Collins was speaking after Whately said that student nurses were “supernumerary” while training and were therefore “not deemed to be providing a service”, even though thousands of students signed up to work for the NHS during the Covid-19 pandemic. By defining student nurses as supernumerary, Whately indicated that current nursing students, including those who volunteered to work in the NHS during the pandemic, would be excluded from a bursary scheme to be introduced in September.

Whately made the comments in a letter to Tom Pursglove, Conservative MP for Corby, after Collins contacted him. Collins had received more than 200,000 signatures on her petition asking the government “to reassess our level of student debt”. The 2017-20 cohort of student nurses was the first to pay tuition fees, and upcoming maintenance grants will not be backdated to include them. 

Third-year students were asked to work on the NHS front lines during the coronavirus pandemic, and Collins said many students had signed six-month contracts that have since been shortened to end on 31 July. Collins said she had looked through her own contract and found “nothing in there that says there is any possibility that it could change”.

In a statement on 17 June, Higher Education England chief nurse Mark Radford said it was “absolutely untrue” that student nurses were being made redundant. Student nurses in their final year of study in England will be paid until 31 July, and if students still need to work hours that count towards their courses they will also be paid after that deadline.

Collins added that although her university had “tried to be as supportive as they possibly can”, nursing students had missed out on theory lectures and so forcing them to pay tuition fees for the time spent working on Covid-19 wards was unjust.

“There is something here that is just so, so unfair,” she said. “We have been so wronged.”
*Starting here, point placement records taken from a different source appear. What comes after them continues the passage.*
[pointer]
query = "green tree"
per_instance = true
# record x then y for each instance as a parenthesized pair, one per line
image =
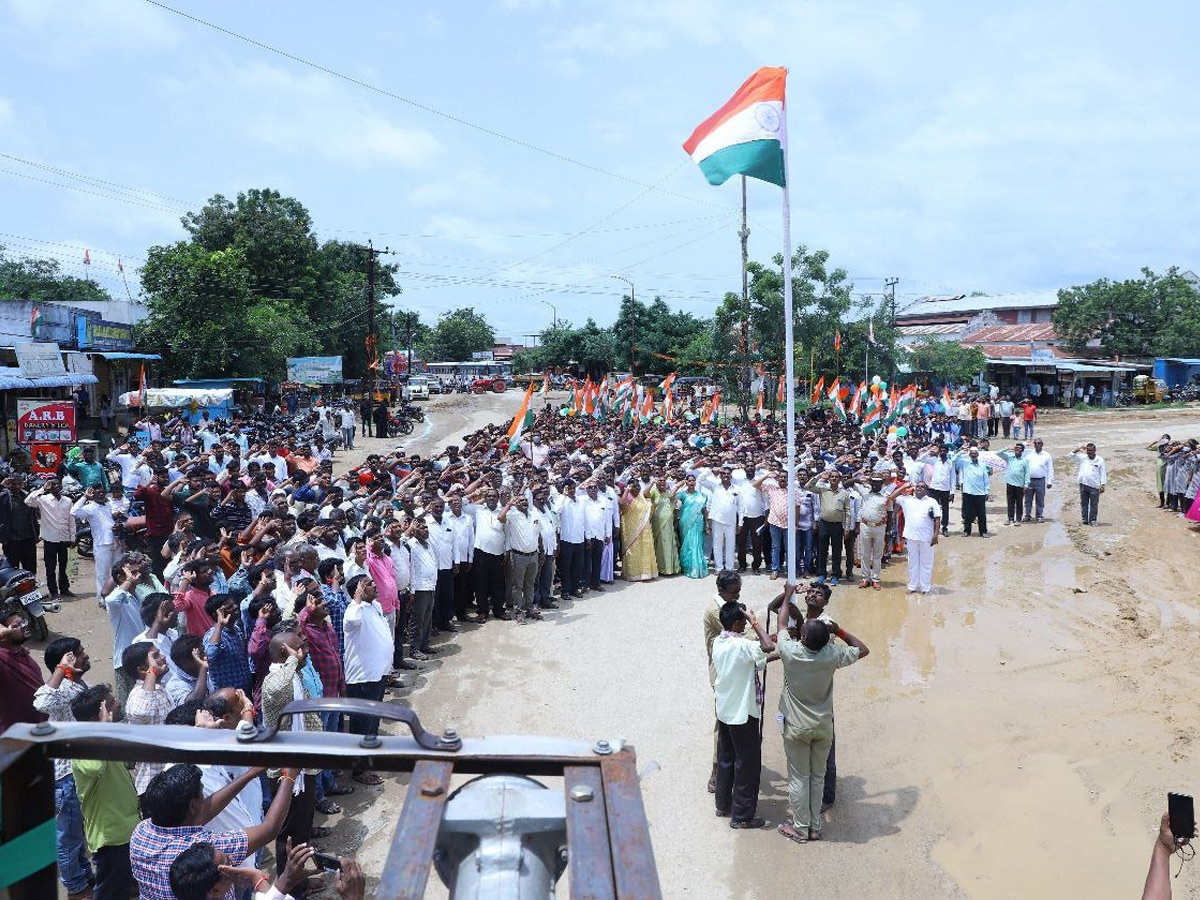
(947, 360)
(42, 281)
(252, 286)
(459, 334)
(1156, 315)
Research Professional News is campaigning for nursing students to have their final-year tuition fee debt cancelled in recognition of their work in the NHS during the coronavirus pandemic.

A spokesperson for the Department of Health and Social Care said student nurses provide extra support while they are learning and they “have played a heroic role throughout this crisis”.

The spokesperson added: “In recognition of this, we have paid student nurses who opted in to paid placements to respond to the Covid-19 emergency to recognise the extraordinary circumstances that dealing with a global pandemic brings.

“In normal circumstances, while student nurses are on placement, we ensure that they have the space to learn and develop under close supervision. This is what is technically called ‘supernumerary’–meaning that they cannot be included on staff rotas and are not normally paid”.